The families and friends of the 239 people — including 28 Australians and eight permanent residents — who died when Malaysia Airlines flight MH370 disappeared from radar over the South China Sea en route from Kuala Lumpur to Beijing on March 8, 2014, are entitled to some answers from the Australian Transport Safety Bureau. They can only wonder, in sadness and frustration, why ATSB bosses appear to have ignored strong leads about how and why the tragedy occurred.

Australian taxpayers, who have funded much of the $200 million search, also will be looking for answers when ATSB bosses face a grilling at a Senate estimates committee hearing next week.

Today, veteran commercial pilot Byron Bailey, who flew the same model Boeing 777 passenger jet as MH370 when he was a senior captain for Emirates, argues the aircraft wreckage could have been found four years ago had ATSB heeded the advice of numerous aviation professionals.

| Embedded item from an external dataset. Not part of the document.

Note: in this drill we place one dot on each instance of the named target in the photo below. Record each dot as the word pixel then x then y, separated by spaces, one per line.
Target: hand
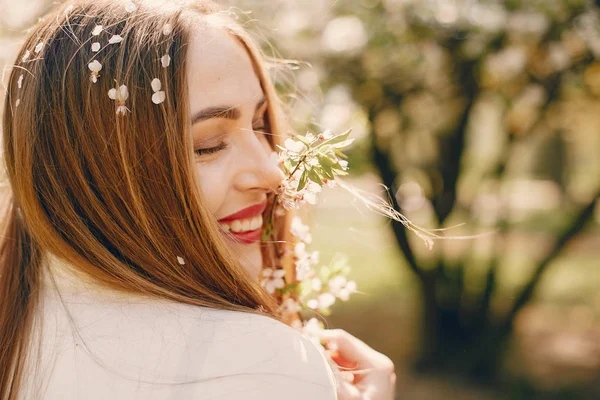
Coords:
pixel 373 373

It is not unreasonable, as he suggests, that Malaysia and Australia fund a new search, centred in a small area of the southern Indian Ocean. That is where experienced professionals believe the wreckage lies: about 70 to 100 nautical miles south of where the ATSB’s search ended. As well as providing satisfaction for those who still wonder about what happened to their loved ones, the security questions at stake are too serious for Transport Minister Michael McCormack not to endeavour to have them resolved.

One of the key issues, as Ean Higgins writes today, is whether MH370’s captain Zaharie Ahmad Shah flew the aircraft to the end, ditching it in a way that it disappeared in as few pieces as possible, or whether, as the ATSB appeared to assume, the pilots were unconscious at the end and the plane flew on autopilot until it crashed after running out of fuel.

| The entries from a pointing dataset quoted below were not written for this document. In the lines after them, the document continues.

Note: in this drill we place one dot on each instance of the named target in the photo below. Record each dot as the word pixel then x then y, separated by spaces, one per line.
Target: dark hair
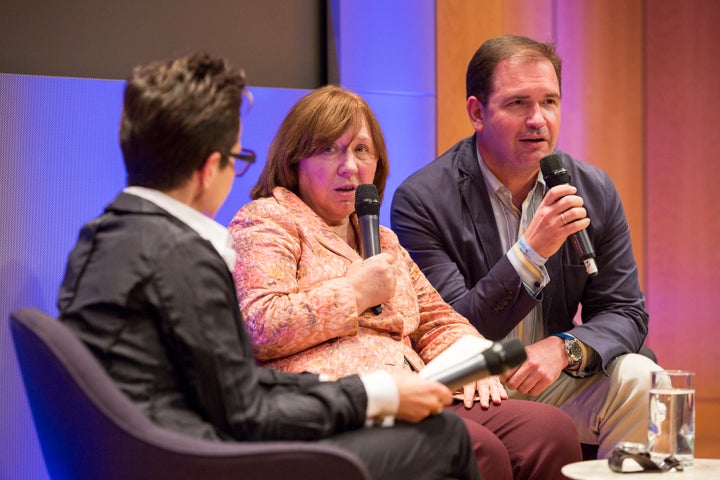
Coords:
pixel 479 77
pixel 316 121
pixel 175 114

Interest in the mystery has been heightened by a new analysis of MH370 wreckage by Canadian air crash investigator Larry Vance, published in The Australian this week. Vance’s book, MH370: Mystery Solved, says the damage to the right flap and flaperon of MH370, found on islands off Africa in July 2015, point to a pilot performing a controlled ditching.

That view rules out the ATSB’s theory of a steep pilotless dive. Vance, like several veteran pilots and engineers, believes MH370 was flown outside the 120,000sq km search zone designed by the ATSB.

Yesterday Mr McCormack reiterated his predecessors’ faith in the ATSB investigation into the fate of MH370 which, he said in a statement, “included co-ordination and input of the best expertise and the best technology from around the world”. But Centre Alliance senator Rex Patrick, to his credit, is not prepared to let the matter rest. In a case where so much has been spent and credible sources raise questions about the approach or the efficacy of an investigation, an inquiry is warranted, as he says.